Global incident on collectors

GlobEff: :

Global “effectif”, corr. pour IAM et ombrages

EArray: :

output effective PV energy

E-Grid: :

Energy injected to the grid

PR::

performance Indicator

3.2 Comparison Between Analytic and Simulation Results

The table below presents the comparison between analytic and simulation results

As it has seen according to the Table (3), it is obvious that a very good accuracy is noticed from the comparison between the simulation and the analytical results.

Table 3. Comparison between analytic and simulation results.

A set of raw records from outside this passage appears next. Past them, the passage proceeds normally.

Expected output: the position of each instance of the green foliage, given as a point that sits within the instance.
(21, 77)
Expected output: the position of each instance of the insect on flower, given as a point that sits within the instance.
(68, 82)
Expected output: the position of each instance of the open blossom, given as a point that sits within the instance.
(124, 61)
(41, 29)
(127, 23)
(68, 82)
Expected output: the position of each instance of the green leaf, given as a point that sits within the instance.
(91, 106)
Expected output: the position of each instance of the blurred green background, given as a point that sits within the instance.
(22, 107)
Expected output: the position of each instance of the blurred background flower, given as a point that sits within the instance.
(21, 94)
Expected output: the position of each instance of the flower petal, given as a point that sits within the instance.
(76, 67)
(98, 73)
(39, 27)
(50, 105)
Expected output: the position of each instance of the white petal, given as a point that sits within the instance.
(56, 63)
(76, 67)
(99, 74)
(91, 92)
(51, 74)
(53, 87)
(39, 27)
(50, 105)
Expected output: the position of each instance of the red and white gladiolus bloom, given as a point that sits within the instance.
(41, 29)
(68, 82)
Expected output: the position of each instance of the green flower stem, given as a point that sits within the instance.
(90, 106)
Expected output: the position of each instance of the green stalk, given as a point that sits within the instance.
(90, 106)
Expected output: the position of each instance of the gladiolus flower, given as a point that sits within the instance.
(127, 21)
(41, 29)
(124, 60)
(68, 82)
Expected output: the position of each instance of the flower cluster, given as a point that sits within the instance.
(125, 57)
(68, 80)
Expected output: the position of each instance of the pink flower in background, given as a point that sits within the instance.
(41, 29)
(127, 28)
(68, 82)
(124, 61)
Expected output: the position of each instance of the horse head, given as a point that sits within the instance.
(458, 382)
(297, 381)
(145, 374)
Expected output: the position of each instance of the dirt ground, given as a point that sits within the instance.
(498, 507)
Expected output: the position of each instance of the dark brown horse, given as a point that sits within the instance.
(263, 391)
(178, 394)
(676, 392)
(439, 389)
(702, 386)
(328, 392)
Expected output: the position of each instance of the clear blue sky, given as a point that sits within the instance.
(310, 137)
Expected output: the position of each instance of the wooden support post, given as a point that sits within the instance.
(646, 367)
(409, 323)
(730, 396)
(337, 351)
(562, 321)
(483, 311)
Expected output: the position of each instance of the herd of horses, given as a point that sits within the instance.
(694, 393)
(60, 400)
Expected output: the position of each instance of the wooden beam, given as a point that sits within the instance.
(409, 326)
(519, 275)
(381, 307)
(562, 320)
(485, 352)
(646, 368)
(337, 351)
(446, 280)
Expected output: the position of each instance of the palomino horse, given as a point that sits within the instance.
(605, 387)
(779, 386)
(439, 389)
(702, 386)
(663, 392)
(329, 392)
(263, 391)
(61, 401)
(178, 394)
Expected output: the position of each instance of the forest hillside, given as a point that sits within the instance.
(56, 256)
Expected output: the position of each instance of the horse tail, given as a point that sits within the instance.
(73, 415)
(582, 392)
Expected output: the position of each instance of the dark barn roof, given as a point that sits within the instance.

3.3 Experimental Scheme of the Photovoltaic Parking System

According to the analytical and simulation results, it is found that the solar parking is composed of 126 PV modules, each 14 PVs should have a serial connection in order to increase the voltage, the three groups of 14 PVs are connected in parallel for increasing the current [9], these three groups are connected to the grid via three boosts and three inverters, with a total power equals to 31.5 kWc, as it is shown in Fig. 5.

Thanks to the control applied on the inverter, it is noted that this latter insures the grid connection conditions in both sides, (The same voltage magnitude, the same frequency, the same phase delay) [10, 11].

4 Conclusion

In this work, a study of solar parking installed in Adrar (Algeria) was achieved. The elements system have been modeled and sized in analytical method. Then, the car parking system connected to the grid is simulated according to Adrar data. After that, the obtained results have been compared; it was found that the analytical and simulation results were similar, which confirm the good sizing of the system. Moreover, the system production and the irradiation are good during the year in Adrar, however, the energy produced decreases in summer months due to the high temperature.